Canada Supreme Court Rules Unconscious People Cannot Give Consent

by Shaker BGK, who desperately wants the Vancouver Canucks to bring the Stanley Cup home.

[Trigger warning for sexual violence.]

As a citizen of a US city near the 49th parallel, I try to keep an eye on what our northern neighbors are doing. So in my morning click to cbc.ca, I was pleased to find the following news from Ottawa:
No consent in unconscious sex case: Supreme Court

Chief Justice Beverley McLachlin, writing for the majority, said a person must be conscious during sexual activity to give consent.
That's an awesome legal precedent to set, and makes it much more difficult to make those familiar arguments about victims being complicit in their own rapes or giving advance consent or existing in a perpetual state of consent unless they say no or any of the other rape culture narratives used to try to make "having sex" with an unconscious person not rape.
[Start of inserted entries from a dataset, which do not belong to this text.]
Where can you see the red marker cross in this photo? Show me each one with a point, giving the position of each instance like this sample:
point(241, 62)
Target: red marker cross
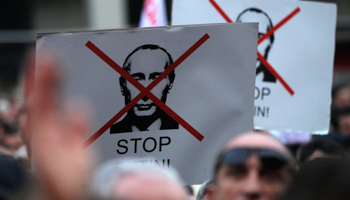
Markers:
point(145, 91)
point(261, 39)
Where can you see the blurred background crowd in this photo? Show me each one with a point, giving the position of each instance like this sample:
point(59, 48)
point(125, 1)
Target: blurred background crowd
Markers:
point(23, 19)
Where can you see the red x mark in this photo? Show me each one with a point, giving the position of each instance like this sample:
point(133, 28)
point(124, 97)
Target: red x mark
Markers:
point(261, 39)
point(145, 91)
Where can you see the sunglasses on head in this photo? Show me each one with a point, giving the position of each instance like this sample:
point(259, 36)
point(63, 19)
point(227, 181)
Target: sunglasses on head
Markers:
point(269, 158)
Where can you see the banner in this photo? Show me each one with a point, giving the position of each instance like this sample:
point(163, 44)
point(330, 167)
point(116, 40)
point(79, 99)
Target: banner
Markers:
point(153, 13)
point(196, 83)
point(295, 57)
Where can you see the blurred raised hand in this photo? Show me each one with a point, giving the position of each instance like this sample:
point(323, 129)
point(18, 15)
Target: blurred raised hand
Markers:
point(60, 162)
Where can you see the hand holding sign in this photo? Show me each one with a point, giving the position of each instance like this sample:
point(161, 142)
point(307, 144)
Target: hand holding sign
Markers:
point(59, 160)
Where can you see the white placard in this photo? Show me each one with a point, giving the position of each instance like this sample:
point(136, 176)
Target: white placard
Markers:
point(301, 51)
point(212, 91)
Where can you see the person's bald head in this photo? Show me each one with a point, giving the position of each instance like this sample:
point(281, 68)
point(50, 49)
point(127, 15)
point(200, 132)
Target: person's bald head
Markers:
point(148, 186)
point(258, 140)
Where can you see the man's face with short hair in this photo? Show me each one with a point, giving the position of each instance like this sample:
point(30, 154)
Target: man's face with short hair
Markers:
point(145, 67)
point(252, 167)
point(251, 181)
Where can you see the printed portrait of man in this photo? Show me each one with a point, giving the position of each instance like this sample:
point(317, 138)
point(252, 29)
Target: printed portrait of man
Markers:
point(265, 24)
point(145, 64)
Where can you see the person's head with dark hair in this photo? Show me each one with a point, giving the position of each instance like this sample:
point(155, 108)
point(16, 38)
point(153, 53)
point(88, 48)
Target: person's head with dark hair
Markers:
point(320, 147)
point(145, 64)
point(252, 166)
point(341, 121)
point(321, 179)
point(265, 24)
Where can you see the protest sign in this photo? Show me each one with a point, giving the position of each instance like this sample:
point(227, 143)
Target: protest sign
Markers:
point(295, 57)
point(174, 93)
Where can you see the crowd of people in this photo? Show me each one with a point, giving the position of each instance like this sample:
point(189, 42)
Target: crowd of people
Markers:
point(252, 165)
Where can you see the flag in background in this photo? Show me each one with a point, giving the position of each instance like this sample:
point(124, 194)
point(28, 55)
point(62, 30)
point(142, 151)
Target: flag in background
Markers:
point(153, 13)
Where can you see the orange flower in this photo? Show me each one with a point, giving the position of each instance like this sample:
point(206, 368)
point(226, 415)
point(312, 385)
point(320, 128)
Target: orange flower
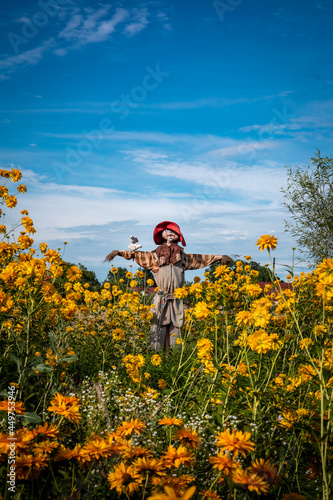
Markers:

Despite the countless people will slut-shame the victim, because clearly she wore that mini-skirt and therefore wanted it, or he had too many drinks that night and therefore was asking for it, it seems to me that the legal standard being applied here is much stricter, and I think Canadians of all genders will be safer for it.

I am, however, dismayed that the cbc author included some specifics of the sexual history of the two people involved in this case as the article itself is ostensibly a blurb about the ruling, not a full history of the case. It seems as though these specifics serve as a dogwhistle to slut-shame and diminish the integrity of the victim. It does not focus on the defendant's actions, but adds a layer of confusion to the article, subtly encouraging us to feel sorry for the defendant, instead of believing the prosecution—a common trick of the media in a patriarchy.

I was pleasantly surprised to see that the Chief Justice of the Cour Supreme du Canada is the Right Honourable Beverly McLachlin, that four of the nine judges were women, and that all four women voted in favor of the ruling. I am sad to say I have a hard time believing that the US Supreme Court would deliver a similar opinion.